Factors such as partitioning and indexing can significantly impact the performance of data writing and querying in the TSDB engine. Therefore, it is crucial to understand the relevant parameter configurations when creating databases and tables. This section will focus on how to optimize TSDB's writing and querying performance through careful parameter settings.

  • TSDBCacheEngineSize: The capacity (in GB) of the TSDB cache engine. The default value is 1. If the parameter is set too small, data in the cache engine may be flushed to disk too frequently, thus affecting the write performance; If set too high, a large volume of cached data is not flushed to disk until it reaches TSDBCacheEngineSize (or after 10 minutes).
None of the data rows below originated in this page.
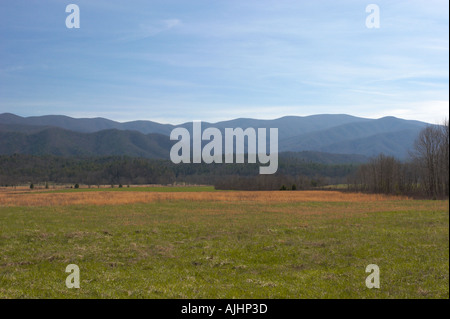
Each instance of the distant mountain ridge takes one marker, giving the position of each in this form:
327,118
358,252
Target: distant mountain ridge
325,133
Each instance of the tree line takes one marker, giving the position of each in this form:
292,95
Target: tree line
19,169
425,175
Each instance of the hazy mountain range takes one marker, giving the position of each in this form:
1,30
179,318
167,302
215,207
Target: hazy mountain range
327,133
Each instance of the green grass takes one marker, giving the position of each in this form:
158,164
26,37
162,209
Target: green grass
201,249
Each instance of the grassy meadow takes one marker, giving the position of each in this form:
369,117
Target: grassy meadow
200,243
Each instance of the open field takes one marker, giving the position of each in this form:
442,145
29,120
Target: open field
191,244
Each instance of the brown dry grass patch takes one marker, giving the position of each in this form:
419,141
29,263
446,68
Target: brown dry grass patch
118,198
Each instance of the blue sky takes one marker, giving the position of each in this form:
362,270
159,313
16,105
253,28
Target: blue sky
178,61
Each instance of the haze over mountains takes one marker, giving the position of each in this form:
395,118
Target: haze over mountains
327,133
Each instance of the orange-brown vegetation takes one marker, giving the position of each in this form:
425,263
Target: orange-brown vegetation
21,198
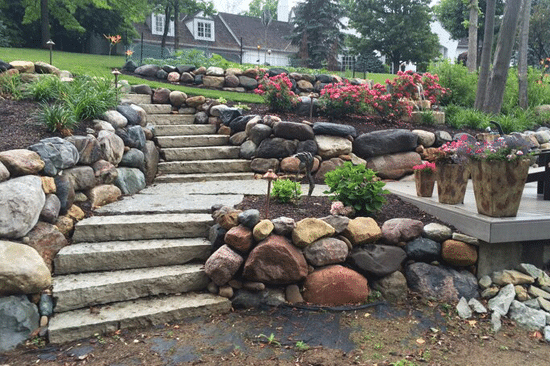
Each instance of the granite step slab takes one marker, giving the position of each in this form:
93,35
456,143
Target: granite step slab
117,255
140,227
78,324
77,291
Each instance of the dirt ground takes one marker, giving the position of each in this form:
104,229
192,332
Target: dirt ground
419,332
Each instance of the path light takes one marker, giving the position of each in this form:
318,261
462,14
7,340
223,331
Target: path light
115,72
50,44
270,176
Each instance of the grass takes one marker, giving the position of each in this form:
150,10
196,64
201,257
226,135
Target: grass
101,65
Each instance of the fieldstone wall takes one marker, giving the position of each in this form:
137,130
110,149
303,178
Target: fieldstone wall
336,260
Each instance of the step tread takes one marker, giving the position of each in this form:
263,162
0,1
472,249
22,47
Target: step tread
181,178
75,291
77,324
104,256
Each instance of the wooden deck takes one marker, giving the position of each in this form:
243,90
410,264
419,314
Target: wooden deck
531,224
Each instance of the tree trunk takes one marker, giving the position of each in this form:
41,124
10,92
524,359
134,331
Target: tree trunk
167,12
472,37
523,49
486,54
44,22
176,26
506,38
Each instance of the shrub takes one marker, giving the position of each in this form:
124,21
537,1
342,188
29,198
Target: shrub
356,186
285,190
57,117
277,93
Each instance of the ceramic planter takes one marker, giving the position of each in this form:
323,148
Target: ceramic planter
425,181
451,182
498,185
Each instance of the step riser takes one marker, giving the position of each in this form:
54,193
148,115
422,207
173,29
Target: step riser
90,257
123,289
184,130
137,314
223,152
192,167
171,119
157,108
99,229
190,178
192,141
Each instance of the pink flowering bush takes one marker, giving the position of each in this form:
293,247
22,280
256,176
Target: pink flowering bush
277,92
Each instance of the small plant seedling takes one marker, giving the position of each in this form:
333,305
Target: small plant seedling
270,340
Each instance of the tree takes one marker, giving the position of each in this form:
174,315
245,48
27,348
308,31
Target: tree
472,36
65,13
317,32
523,51
539,31
494,93
399,29
257,7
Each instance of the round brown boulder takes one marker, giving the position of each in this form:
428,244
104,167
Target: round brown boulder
336,285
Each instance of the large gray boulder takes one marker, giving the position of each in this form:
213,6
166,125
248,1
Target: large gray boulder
384,142
334,129
58,154
21,201
441,282
18,319
130,180
22,270
88,148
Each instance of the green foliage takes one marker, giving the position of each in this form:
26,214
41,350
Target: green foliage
356,186
285,190
456,77
397,28
47,88
57,117
10,85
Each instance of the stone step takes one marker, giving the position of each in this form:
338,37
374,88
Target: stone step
116,255
78,324
135,98
180,130
192,141
156,108
203,153
77,291
141,227
188,178
171,119
205,166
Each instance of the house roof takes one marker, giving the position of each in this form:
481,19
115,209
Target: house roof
253,32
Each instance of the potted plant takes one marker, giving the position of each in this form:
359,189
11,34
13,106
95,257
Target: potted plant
424,177
452,172
499,170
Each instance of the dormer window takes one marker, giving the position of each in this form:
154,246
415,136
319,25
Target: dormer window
157,25
204,30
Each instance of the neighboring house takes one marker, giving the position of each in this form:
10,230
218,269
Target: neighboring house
237,38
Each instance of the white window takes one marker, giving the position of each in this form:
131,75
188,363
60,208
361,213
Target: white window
157,25
204,29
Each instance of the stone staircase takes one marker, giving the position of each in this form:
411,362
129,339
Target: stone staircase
193,153
132,269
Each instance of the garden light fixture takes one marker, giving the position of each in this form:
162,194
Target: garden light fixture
50,44
270,176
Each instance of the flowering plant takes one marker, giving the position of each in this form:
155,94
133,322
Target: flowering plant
277,92
504,148
426,167
113,40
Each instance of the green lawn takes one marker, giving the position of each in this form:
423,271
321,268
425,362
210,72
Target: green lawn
101,65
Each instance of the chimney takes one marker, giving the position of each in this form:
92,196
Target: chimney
283,11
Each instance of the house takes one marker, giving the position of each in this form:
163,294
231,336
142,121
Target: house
237,38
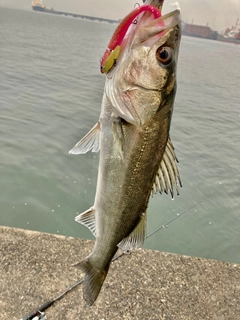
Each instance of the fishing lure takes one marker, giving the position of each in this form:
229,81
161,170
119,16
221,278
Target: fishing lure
114,47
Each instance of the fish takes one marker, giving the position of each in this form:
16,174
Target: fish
137,157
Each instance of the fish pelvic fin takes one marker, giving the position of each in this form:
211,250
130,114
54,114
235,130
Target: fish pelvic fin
93,280
91,141
167,177
136,237
87,219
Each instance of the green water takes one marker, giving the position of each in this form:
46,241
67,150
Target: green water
50,96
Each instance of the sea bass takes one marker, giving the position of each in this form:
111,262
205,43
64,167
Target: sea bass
137,157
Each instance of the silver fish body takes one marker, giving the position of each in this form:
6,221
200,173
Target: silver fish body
136,154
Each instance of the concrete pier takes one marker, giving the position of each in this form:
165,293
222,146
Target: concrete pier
36,267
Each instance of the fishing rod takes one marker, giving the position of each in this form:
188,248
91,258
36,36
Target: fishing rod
38,313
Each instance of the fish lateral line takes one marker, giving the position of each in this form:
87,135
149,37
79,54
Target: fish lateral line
113,51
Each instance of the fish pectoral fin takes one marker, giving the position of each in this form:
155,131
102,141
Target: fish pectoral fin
87,219
93,280
136,237
91,141
168,175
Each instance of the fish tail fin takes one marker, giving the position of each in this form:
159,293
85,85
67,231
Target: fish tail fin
93,280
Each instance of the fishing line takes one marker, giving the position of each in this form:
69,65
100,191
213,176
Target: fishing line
38,313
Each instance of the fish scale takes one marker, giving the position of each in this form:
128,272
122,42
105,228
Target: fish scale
136,154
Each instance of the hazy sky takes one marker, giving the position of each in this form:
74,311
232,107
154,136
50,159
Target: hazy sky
219,14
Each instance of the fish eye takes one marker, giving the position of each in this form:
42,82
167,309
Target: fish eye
164,55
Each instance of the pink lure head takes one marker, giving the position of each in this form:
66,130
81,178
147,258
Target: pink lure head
110,55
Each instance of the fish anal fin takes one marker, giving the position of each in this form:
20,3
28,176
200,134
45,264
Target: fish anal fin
87,219
91,141
168,176
93,280
136,237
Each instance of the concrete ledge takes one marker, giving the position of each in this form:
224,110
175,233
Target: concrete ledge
36,267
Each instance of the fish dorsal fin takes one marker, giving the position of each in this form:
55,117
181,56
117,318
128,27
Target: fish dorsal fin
136,237
87,219
168,175
91,141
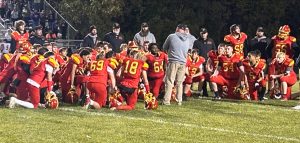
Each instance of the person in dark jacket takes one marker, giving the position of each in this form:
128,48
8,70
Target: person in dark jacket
204,44
260,42
115,38
90,39
38,37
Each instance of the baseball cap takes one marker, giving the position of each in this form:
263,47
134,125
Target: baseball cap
203,30
260,29
40,27
144,24
116,25
181,26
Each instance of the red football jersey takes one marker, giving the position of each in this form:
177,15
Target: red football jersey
229,66
156,65
39,73
238,44
194,67
4,61
35,60
99,71
61,60
75,59
213,55
132,70
281,68
253,72
21,73
19,38
283,45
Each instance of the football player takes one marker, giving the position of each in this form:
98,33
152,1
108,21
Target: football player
284,73
194,73
237,39
228,74
44,71
130,72
74,67
254,67
157,62
100,70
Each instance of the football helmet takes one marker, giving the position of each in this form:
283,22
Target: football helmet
242,92
51,100
115,99
284,31
72,95
150,101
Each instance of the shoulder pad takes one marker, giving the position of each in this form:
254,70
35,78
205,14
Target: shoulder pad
76,59
25,59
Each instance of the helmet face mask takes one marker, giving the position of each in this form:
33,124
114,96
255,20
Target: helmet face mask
51,100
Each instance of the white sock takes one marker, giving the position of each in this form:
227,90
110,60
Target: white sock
91,102
24,103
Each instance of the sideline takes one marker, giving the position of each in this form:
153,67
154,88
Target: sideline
182,124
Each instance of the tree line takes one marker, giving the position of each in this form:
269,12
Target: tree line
164,15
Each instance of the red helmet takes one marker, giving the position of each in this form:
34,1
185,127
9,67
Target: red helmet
51,100
285,29
242,92
72,96
115,100
150,101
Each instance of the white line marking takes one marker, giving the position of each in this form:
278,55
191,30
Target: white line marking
182,124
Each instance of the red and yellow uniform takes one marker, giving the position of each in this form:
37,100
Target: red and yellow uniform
193,68
238,43
66,73
38,76
131,72
22,71
35,60
214,57
156,71
283,45
229,73
97,82
253,74
5,58
19,38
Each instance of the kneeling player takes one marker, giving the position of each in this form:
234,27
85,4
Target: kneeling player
254,67
97,83
130,72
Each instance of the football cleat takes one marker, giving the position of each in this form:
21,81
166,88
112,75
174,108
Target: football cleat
115,100
72,95
150,101
51,100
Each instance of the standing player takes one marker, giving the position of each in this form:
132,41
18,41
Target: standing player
44,71
157,62
254,67
73,67
97,83
228,74
130,72
194,73
284,73
237,39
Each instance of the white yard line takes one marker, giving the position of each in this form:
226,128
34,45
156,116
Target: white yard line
183,124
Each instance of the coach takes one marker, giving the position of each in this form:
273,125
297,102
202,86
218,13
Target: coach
177,46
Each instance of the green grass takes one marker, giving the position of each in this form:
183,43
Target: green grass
198,120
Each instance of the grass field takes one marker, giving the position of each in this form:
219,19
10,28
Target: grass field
197,120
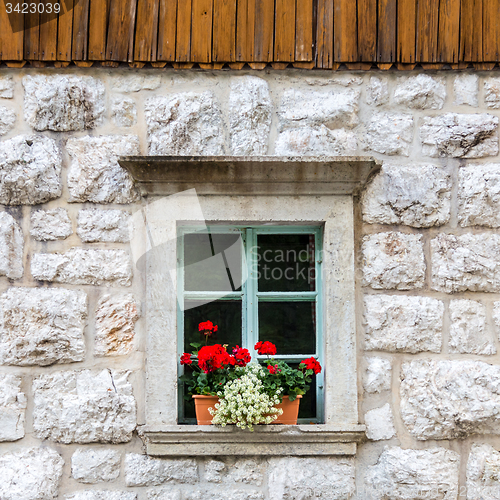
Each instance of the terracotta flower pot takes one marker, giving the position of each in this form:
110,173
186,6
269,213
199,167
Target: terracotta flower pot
203,416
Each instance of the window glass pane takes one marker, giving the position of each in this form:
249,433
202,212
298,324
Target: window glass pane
307,408
225,314
289,325
286,262
212,262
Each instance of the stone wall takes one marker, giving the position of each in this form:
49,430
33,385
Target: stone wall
72,343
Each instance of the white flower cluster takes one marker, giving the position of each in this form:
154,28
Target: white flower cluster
244,403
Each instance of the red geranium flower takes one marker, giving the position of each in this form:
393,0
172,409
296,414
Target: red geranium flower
273,370
241,355
186,359
265,348
213,357
311,364
207,328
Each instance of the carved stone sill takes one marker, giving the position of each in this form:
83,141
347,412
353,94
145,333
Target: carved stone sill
251,175
270,440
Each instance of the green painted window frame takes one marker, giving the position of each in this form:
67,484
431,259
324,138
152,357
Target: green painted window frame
250,298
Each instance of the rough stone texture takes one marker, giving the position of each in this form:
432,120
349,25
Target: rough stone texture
7,119
400,323
185,124
377,91
235,471
102,495
468,333
414,475
123,112
94,173
63,102
50,225
466,262
420,92
30,170
460,136
393,260
135,82
115,318
6,87
442,399
417,196
11,247
30,474
492,92
466,88
335,109
81,266
95,465
42,326
167,493
220,494
141,470
103,225
483,473
380,423
389,133
479,195
496,317
12,408
250,110
307,141
84,407
294,478
377,377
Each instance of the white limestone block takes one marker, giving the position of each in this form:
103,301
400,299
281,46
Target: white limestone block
30,170
50,225
444,399
414,474
377,376
115,318
11,247
466,89
42,326
479,195
335,109
82,266
94,173
141,470
307,141
12,408
30,474
468,331
414,195
188,123
466,262
63,103
103,225
380,423
460,136
84,407
95,465
420,92
402,323
389,133
393,260
293,477
250,112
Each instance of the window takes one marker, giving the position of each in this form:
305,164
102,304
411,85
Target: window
255,283
254,196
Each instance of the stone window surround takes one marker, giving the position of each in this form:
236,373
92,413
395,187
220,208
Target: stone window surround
254,190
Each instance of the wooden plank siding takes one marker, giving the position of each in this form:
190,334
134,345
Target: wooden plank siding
212,33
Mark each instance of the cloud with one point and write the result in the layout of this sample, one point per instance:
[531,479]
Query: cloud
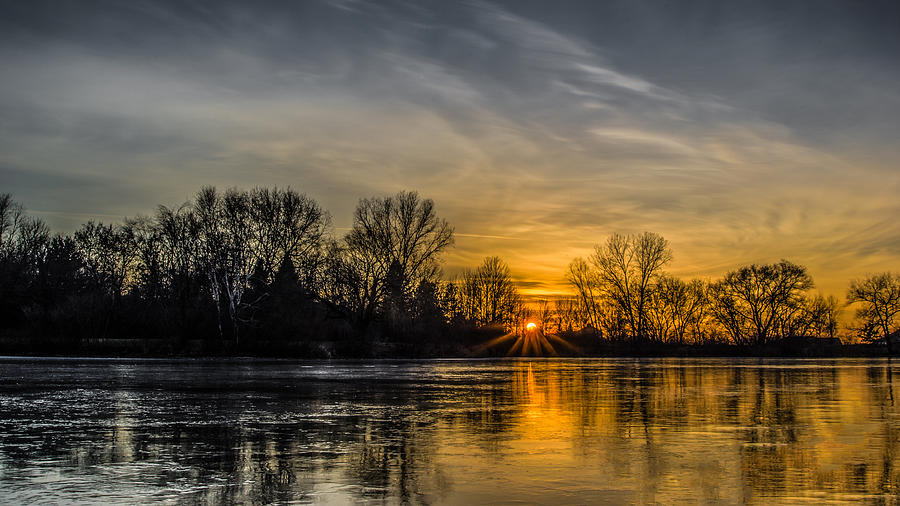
[535,138]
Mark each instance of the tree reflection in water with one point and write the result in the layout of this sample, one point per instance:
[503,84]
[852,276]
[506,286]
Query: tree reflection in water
[448,431]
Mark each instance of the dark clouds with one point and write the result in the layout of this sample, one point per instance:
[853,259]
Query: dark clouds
[741,130]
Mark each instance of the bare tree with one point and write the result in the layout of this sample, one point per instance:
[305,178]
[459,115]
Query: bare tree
[878,300]
[817,317]
[627,265]
[586,282]
[399,235]
[675,307]
[752,302]
[488,294]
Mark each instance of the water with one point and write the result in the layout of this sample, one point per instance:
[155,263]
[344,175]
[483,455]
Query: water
[454,432]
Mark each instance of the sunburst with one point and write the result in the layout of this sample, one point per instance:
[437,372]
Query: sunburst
[531,342]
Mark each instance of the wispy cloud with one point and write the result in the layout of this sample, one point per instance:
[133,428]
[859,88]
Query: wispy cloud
[535,138]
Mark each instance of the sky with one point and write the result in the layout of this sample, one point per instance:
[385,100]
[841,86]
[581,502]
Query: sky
[743,132]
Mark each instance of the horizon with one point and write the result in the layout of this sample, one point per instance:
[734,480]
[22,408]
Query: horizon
[742,134]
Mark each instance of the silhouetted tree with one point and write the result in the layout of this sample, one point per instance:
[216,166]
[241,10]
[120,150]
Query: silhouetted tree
[627,265]
[488,295]
[753,302]
[398,237]
[878,300]
[675,308]
[587,284]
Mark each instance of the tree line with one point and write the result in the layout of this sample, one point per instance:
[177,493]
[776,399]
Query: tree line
[245,267]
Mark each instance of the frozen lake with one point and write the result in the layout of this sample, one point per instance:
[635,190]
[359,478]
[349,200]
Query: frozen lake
[449,431]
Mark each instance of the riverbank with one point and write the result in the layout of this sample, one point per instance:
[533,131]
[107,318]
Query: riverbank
[574,345]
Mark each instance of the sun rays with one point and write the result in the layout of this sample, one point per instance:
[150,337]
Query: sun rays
[532,341]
If power failure or shutdown occurs in such cases, numerous redo logs are to be replayed when the system is restarting, causing a slow startup.
  • TSDBLevelFileIndexCacheSize: The upper limit of the size (in GB) of index data (level file indexes and zone maps). The default value is 5% of maxMemSize. If set too small, frequent index swapping may occur. The zonemap, a memory-intensive component, can be estimated using the formula: (number of partitions) × (number of sort keys) × (4 × sum of each field's byte size). Here, 4 represents the four pre-aggregation metrics: min, max, sum, and notnullcount.
  • TSDBAsyncSortingWorkerNum: A non-negative integer indicating the number of threads for asynchronous sorting in the TSDB cache engine. The default value is 1. Increasing this value when sufficient CPU resources are available to improve write performance.
  • TSDBCacheFlushWorkNum: The number of worker threads for flushing the TSDB cache engine to disk. The default value is the number of disk volumes specified by volumes. If the configured value is less than the number of disk volumes, the default value is used. Typically, this configuration does not need to be modified.